The eighth canon provided, in the case of a freedman who, subsequently to his liberation, committed sin with the female slave of his former master, that the master should have power, whether the freedman would or not, to compel him to marry that female slave; and should this man leave her, and attempt a marriage with another woman, this latter must be separated from him.

The thirteenth declares that when a freeman, knowing that the woman whom he is about to marry is a slave, or, not having known it until after marriage, voluntarily upon the discovery consents to the marriage, it is thenceforth indissoluble.

The nineteenth declares that the separation of married parties, by the sale of one who is a slave, does not affect the marriage. They must be admonished, if they cannot be reunited, to remain continent.

The twentieth provides for the case of a male slave freed by letter, (chartellarius,) who, having for his wife taken a slave with the lawful consent of her master, and leaving her, takes another as his wife. The latter contract is void, and the parties must separate.

Another assembly was held by King Pepin, in Compeigne, fortyeight miles north-east of Paris, where he had a country-seat. At this assembly also the prelates held a council in 757, and made eighteen canons. The fourth makes provision for the case of a man's giving his free step-daughter in wedlock to a freeman or to a slave. The fifth declares void the marriage between a free person and a slave, where the former was ignorant of the condition of the latter. The sixth regards a case of a complicated description, where a freeman got a civil benefice from his lord, and takes his own vassal with him, and dies upon the benefice, leaving after him the vassal. Another freeman becomes invested with the benefice, and, anxious to induce the vassal to remain, gives him a female serf attached to the soil as his wife. Having lived with her for a time, the vassal leaves her, and returns to the lord's family, to which he owed his services, and there he contracts a marriage with one of the same allegiance. His first contract was invalid, the second was the marriage.

In the year 772, a council was held in Bavaria, at a place called

Dingolvinga, the present city of Ingolstadt, in the reign of Tassilo, duke of Bavaria. The tenth canon of this council decides that a noble woman, who had contracted marriage with a slave, not being aware of his condition, is at liberty to leave him, the contract being void, and she is to be considered free and not to be reduced to slavery. By noble we are here to understand free, as distinguished from ignoble, that is, a slave.
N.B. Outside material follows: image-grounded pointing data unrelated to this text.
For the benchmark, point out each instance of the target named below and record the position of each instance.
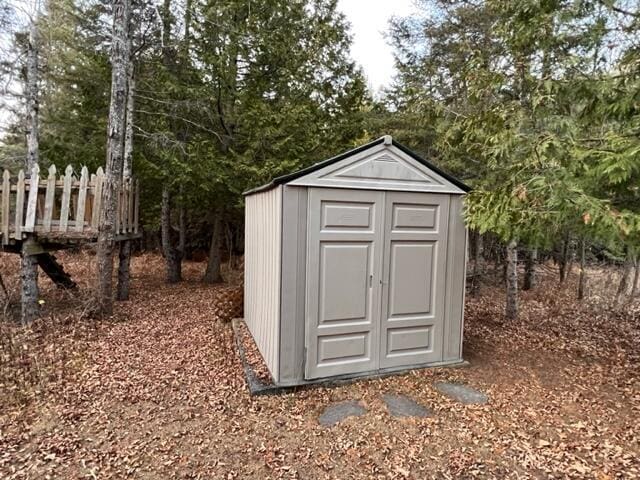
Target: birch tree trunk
(29, 263)
(511, 309)
(124, 264)
(582, 281)
(32, 93)
(115, 153)
(530, 269)
(29, 278)
(213, 274)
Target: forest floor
(158, 392)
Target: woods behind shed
(356, 265)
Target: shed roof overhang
(383, 163)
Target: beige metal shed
(356, 265)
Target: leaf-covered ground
(158, 392)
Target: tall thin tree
(29, 262)
(121, 11)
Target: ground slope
(158, 392)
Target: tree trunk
(531, 260)
(511, 310)
(477, 263)
(29, 277)
(636, 280)
(213, 275)
(623, 286)
(127, 169)
(124, 257)
(172, 261)
(564, 259)
(29, 264)
(582, 282)
(32, 94)
(182, 228)
(124, 273)
(115, 153)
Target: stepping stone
(462, 393)
(401, 406)
(337, 412)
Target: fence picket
(132, 197)
(6, 192)
(19, 218)
(66, 199)
(97, 199)
(136, 207)
(42, 214)
(82, 199)
(32, 202)
(49, 199)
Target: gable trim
(317, 166)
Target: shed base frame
(256, 387)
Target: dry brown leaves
(158, 392)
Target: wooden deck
(63, 209)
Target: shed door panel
(413, 279)
(343, 289)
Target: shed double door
(376, 269)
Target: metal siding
(263, 221)
(456, 277)
(292, 308)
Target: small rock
(337, 412)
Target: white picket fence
(62, 207)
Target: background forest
(535, 104)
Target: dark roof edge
(458, 183)
(317, 166)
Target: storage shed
(356, 265)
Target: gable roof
(386, 140)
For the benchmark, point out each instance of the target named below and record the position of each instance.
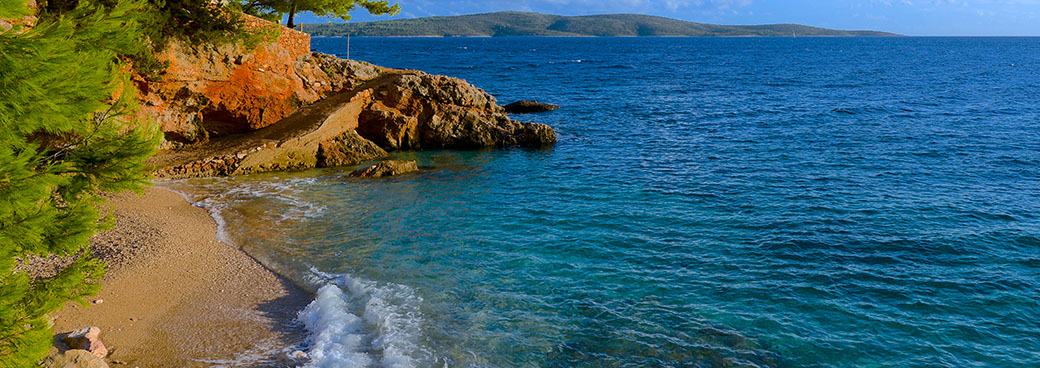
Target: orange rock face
(215, 90)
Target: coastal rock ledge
(228, 111)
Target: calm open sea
(711, 203)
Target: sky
(905, 17)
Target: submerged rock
(347, 149)
(387, 168)
(86, 339)
(529, 106)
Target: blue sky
(906, 17)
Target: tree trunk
(292, 14)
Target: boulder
(347, 149)
(528, 107)
(74, 359)
(387, 168)
(86, 339)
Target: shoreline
(178, 296)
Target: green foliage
(517, 23)
(338, 8)
(67, 137)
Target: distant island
(533, 24)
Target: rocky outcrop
(347, 149)
(417, 110)
(74, 359)
(86, 339)
(387, 168)
(278, 109)
(529, 107)
(216, 90)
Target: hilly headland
(533, 24)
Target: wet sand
(176, 296)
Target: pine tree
(66, 136)
(338, 8)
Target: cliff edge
(229, 110)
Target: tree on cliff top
(67, 138)
(338, 8)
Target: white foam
(363, 323)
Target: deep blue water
(711, 202)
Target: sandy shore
(176, 296)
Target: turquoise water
(711, 203)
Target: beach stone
(525, 106)
(387, 168)
(74, 359)
(86, 339)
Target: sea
(712, 202)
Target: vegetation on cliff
(338, 8)
(516, 23)
(65, 100)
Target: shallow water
(711, 202)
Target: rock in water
(86, 339)
(347, 149)
(74, 359)
(529, 106)
(387, 168)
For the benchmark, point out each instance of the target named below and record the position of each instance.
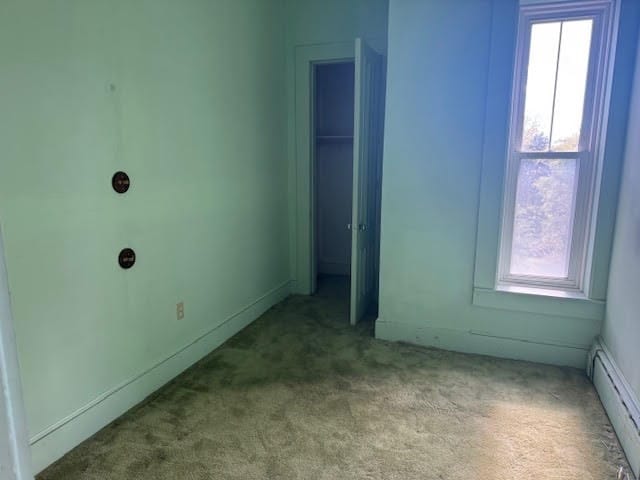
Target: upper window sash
(585, 154)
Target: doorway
(339, 130)
(333, 177)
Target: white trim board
(618, 399)
(52, 443)
(484, 343)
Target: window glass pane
(540, 87)
(544, 211)
(573, 66)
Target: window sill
(540, 301)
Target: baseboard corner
(618, 399)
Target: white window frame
(589, 154)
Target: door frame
(306, 57)
(14, 443)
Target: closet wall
(334, 165)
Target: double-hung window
(555, 143)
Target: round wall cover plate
(120, 182)
(127, 258)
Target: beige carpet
(301, 395)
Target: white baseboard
(52, 443)
(619, 401)
(472, 341)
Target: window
(554, 152)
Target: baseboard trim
(619, 401)
(52, 443)
(484, 343)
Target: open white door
(367, 157)
(15, 456)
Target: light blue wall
(438, 71)
(189, 97)
(621, 331)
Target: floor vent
(619, 401)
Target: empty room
(319, 239)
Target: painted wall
(189, 99)
(311, 22)
(334, 166)
(621, 331)
(438, 66)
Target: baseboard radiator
(619, 401)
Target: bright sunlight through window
(556, 125)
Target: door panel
(367, 156)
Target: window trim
(589, 155)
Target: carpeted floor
(302, 395)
We have then sixteen amendments of the national law.

The first regulates, by the authority of the prince and consent of the whole assembly, that henceforth no slave, whether fugitive or other, should be sold beyond the limits of the territory, under penalty of the payment of his weregild.

In the second, among other things, it is enacted that if a slave should be killed in the commission of house-breaking, his owner is to receive no compensation; and should the felon who is killed in man-stealing, when he could not be taken, whether it be a freeman or a slave that he is carrying off, no weregild shall be paid by the slayer, but he shall be bound to prove his case before a court.
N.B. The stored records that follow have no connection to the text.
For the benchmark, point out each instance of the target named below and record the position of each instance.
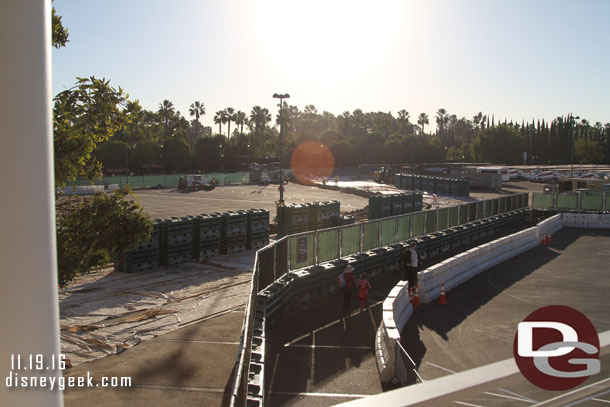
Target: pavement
(479, 324)
(160, 203)
(192, 366)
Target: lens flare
(312, 160)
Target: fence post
(340, 252)
(315, 247)
(274, 262)
(396, 229)
(288, 254)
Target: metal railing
(589, 200)
(292, 252)
(405, 369)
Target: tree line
(166, 141)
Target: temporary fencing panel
(567, 201)
(328, 245)
(591, 201)
(388, 231)
(281, 257)
(370, 235)
(301, 251)
(443, 218)
(542, 201)
(404, 227)
(431, 221)
(480, 210)
(495, 206)
(417, 224)
(472, 212)
(266, 260)
(463, 213)
(350, 240)
(454, 218)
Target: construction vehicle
(384, 176)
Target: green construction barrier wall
(388, 231)
(590, 202)
(454, 219)
(463, 214)
(350, 239)
(301, 251)
(501, 205)
(328, 245)
(567, 201)
(480, 210)
(431, 221)
(404, 227)
(542, 201)
(472, 212)
(370, 238)
(443, 218)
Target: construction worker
(411, 263)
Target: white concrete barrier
(462, 267)
(586, 220)
(454, 271)
(396, 312)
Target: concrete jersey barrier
(460, 268)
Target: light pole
(281, 97)
(573, 130)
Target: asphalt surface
(161, 203)
(479, 324)
(192, 366)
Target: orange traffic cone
(442, 299)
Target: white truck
(196, 183)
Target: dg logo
(556, 348)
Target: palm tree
(422, 120)
(403, 119)
(259, 116)
(442, 117)
(240, 120)
(166, 113)
(197, 109)
(230, 115)
(219, 119)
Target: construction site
(242, 306)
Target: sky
(516, 59)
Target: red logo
(556, 348)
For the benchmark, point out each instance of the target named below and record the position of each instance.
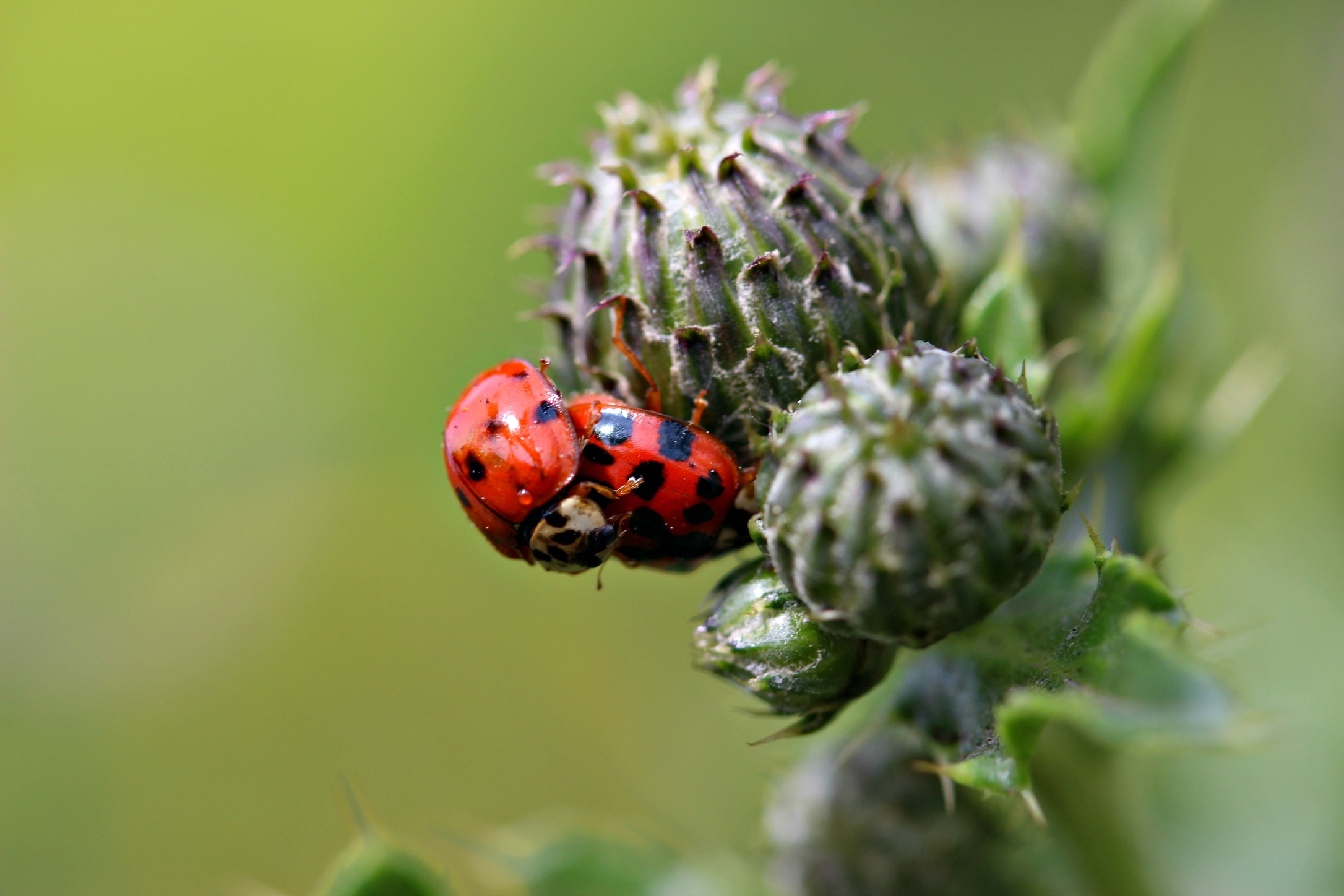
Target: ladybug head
(572, 535)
The seventh regards the trial by ordeal of slaves freed by the duke's hand.

The eighth establishes and guards the freedom, not only of themselves, but of their posterity, of those freed in the church, unless when they may be reduced to slavery from inability to pay for damages which they had committed.

The ninth contains, among other enactments, those which explain the tenth canon of the council. After specifying different weregilds for freed persons, it says

Si ancilla libera dimissa fuerit per chartam aut in ecclesiâ, et post hæc servo nupserit, ecclesiæ ancilla permanebit.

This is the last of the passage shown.